For where you go I will go,
and where you lodge I will lodge.
Your people shall be my people,
and your God my God.
Where you die I will die,
and there I will be buried.
May the Lord do so to me and more
also if anything but death parts me from you.”

Ruth of Moab enjoyed a good life with her Jewish husband and his family. They had fled Israel during a time of famine. Then her father-in-law, her husband and his brother all died. Now the women were left with nothing. Naomi decided to head home to Bethlehem, advising her daughters-in-law to go back to their own families. Ruth refused, but professed a love for Naomi and her people and her God. In doing so, she was fulfilling God’s call on her life. She labored hard in the fields outside Bethlehem to provide for Naomi and herself. She was chosen by God to become the grandmother of David, Israel’s great King, and to become an ancestor of God’s great Messiah, Jesus, the King of Kings. God still calls us and puts us in times and places and among people so that we, too, can be gloriously used by Him as He continues to bless this world with redemption miracles among every people.

 

David, a mere shepherd boy,
had already been anointed as God’s chosen king when he
heroically and faithfully
killed Goliath for the glory of God with a sling and a stone.

I Samuel 17:43-47 ESV

And the Philistine said to David,
“Am I a god that you come to me with sticks?”
And the Philistine cursed David by his gods.
The Philistine said to David,
”Come to me, and I will give your flesh
to the birds of the air
and to the beasts of the field.”
Then David said to the Philistine,
”You come to me with a sword
and a spear and a javelin,
but I come to you
in the name of the Lord of hosts,
the God of the armies of Israel,
whom you have defied.
This day the Lord will deliver you into my hand,
and I will strike you down and cut off your head.
And I will give the dead bodies
of the host of the Philistines
this day to the birds of the air
and to the beasts of the earth,
that all the earth may know
that there is a God in Israel,
and that all this assembly may know
that the Lord saves not with sword and spear.
For the battle is the Lord’s,
and he will give you into our hand.”

God calls his people, not because they are mighty and great, but because in their humility and obedience and faith, He intends to establish His glory through them. Like David, we do not have so much to offer God, but He has everything to offer us—the joy we find in obeying Him when He accomplishes mighty feats in spite of our weakness, and because of His strength. In this world, every one of us as His people will face our own Goliaths, but like David, we do not need to be afraid, as long as we put our trust in our great God. In Him, mighty giants will fall one-after-one as God’s eternal Kingdom is established.

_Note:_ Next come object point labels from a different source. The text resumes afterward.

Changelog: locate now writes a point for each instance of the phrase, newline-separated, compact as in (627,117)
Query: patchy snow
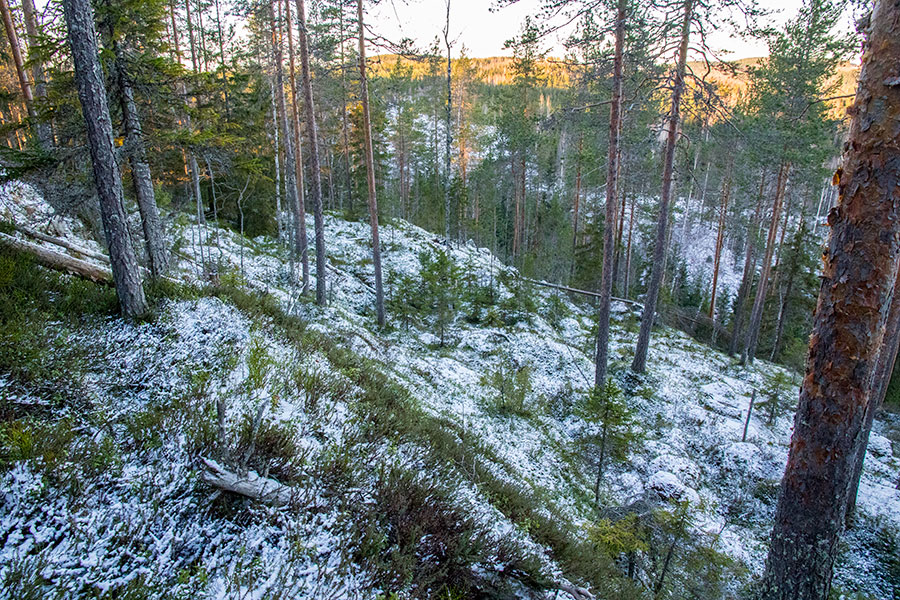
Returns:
(154,520)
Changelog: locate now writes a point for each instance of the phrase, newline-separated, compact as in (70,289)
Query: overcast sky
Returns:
(483,32)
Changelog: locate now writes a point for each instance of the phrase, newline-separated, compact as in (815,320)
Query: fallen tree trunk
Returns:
(60,242)
(261,489)
(58,261)
(577,291)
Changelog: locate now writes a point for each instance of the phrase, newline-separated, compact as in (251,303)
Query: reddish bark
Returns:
(854,300)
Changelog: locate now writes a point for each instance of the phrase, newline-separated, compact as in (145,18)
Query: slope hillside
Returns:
(454,455)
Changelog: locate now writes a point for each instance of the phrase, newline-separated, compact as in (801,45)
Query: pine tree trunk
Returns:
(860,271)
(617,254)
(575,208)
(154,239)
(370,169)
(291,191)
(626,284)
(92,95)
(16,50)
(44,130)
(448,139)
(302,239)
(887,357)
(345,128)
(279,216)
(782,316)
(612,199)
(749,269)
(723,209)
(315,171)
(222,62)
(749,350)
(639,364)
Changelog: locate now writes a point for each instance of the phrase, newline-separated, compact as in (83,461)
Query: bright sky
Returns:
(483,32)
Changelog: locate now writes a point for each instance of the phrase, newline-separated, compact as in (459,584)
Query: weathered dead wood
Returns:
(59,261)
(577,291)
(60,242)
(261,489)
(575,591)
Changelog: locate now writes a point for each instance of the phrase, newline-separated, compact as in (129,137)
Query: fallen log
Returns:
(58,261)
(576,592)
(261,489)
(60,242)
(577,291)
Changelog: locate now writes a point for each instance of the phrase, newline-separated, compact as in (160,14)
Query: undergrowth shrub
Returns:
(511,385)
(415,540)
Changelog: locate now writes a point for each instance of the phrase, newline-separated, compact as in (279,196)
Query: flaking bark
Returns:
(854,301)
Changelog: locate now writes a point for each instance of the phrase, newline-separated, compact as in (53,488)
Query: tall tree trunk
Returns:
(303,242)
(92,95)
(860,271)
(448,138)
(723,209)
(18,61)
(192,41)
(625,284)
(887,358)
(749,351)
(617,254)
(370,167)
(154,240)
(279,215)
(345,128)
(222,62)
(639,364)
(782,315)
(576,206)
(749,269)
(315,172)
(612,199)
(44,130)
(686,222)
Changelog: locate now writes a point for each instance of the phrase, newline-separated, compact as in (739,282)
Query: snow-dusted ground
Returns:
(150,518)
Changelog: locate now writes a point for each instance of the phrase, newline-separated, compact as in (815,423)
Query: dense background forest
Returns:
(320,269)
(522,165)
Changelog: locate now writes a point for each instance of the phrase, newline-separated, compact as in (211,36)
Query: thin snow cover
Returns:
(154,519)
(699,252)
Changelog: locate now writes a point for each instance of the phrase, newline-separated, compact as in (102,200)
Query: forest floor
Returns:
(415,471)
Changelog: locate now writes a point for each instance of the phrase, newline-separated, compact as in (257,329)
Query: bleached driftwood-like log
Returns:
(60,242)
(576,592)
(262,489)
(59,261)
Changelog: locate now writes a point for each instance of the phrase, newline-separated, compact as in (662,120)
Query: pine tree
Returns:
(92,95)
(861,267)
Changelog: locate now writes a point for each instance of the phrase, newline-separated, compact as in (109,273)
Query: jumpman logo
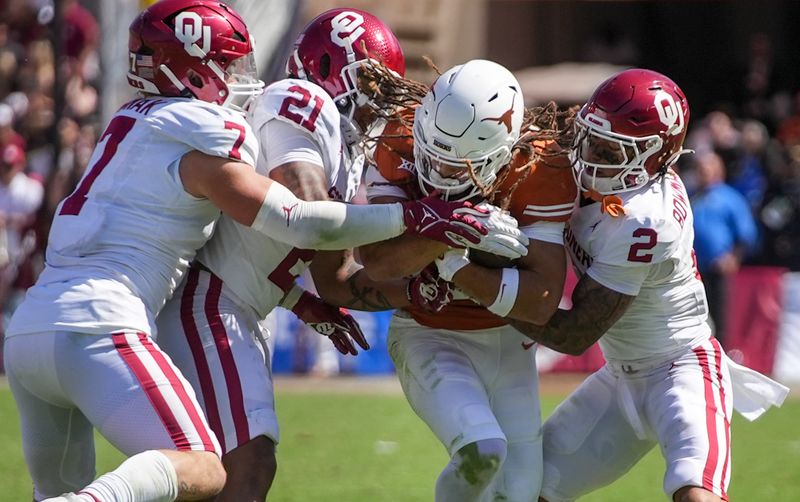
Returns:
(288,210)
(505,118)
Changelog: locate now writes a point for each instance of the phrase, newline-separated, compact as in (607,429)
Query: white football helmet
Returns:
(473,113)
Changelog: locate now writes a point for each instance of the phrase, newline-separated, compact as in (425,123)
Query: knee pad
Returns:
(480,461)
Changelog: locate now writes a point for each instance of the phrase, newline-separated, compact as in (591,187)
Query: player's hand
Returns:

David, like Jesus, faced mighty opposition to himself and his service for God. Throughout our ups and our downs, our successes and our failures, God will accomplish His purpose, as we continue seeking Him and His Way and His Glory above our own. In reality, without Him, there is no glory, but in Him, there is deep, deep abiding joy in always serving Him and in always pointing people to Him.

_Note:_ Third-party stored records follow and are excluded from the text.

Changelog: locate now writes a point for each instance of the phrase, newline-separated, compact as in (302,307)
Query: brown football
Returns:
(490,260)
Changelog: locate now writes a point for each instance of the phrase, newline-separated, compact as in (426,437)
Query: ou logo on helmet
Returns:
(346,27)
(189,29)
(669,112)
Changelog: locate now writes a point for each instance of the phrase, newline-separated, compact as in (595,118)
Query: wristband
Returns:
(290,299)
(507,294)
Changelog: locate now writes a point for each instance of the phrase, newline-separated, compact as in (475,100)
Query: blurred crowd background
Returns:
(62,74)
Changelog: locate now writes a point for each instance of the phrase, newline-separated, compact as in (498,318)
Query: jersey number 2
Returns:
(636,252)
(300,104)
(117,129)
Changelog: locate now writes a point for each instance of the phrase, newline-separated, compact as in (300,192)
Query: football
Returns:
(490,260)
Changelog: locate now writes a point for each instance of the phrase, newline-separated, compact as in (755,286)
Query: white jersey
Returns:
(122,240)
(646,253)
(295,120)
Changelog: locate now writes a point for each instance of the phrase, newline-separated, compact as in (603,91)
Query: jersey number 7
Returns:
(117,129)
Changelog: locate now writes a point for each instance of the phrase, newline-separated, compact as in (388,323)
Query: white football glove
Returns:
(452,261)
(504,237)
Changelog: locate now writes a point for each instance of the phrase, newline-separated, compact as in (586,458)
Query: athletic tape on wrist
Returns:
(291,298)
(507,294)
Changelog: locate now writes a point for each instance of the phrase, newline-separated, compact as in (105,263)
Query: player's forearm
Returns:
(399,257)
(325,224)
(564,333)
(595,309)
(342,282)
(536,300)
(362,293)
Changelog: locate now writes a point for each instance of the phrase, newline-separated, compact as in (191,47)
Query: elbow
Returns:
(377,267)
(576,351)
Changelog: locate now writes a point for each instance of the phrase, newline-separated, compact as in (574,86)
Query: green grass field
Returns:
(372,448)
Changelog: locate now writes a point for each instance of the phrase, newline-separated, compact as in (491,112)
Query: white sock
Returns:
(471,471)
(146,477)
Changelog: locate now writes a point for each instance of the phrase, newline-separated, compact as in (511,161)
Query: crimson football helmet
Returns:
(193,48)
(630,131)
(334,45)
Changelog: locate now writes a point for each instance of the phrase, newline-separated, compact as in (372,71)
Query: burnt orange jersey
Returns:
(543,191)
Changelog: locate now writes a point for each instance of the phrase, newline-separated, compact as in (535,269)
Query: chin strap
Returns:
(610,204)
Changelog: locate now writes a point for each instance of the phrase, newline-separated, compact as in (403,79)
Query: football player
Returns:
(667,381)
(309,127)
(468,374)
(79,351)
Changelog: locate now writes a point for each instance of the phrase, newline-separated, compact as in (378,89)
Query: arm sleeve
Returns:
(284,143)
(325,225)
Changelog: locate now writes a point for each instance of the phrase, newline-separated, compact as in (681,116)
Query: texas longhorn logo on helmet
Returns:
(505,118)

And so, we see God’s power and His glory and His love, all calling to those who will answer Him in faith and obedience. We see in Abraham, in Joseph, in Moses, in Ruth and in David such people. We see in their lives God accomplishing mighty miracles which reveal His glory in this world where He really is the only answer to all the turmoil we face. We also are called to follow God, and as we do, He will accomplish His Purpose for us and through us. What an honor to be called by our great God! What an opportunity to turn and follow Him! What joy He has for us as we like these, His faithful people, answer His Call and follow Him. Like Jesus, our Savior, we can be used in His timeless plan to offer redemption to all of human kind. And so, life really can be and should be, ALL ABOUT JESUS.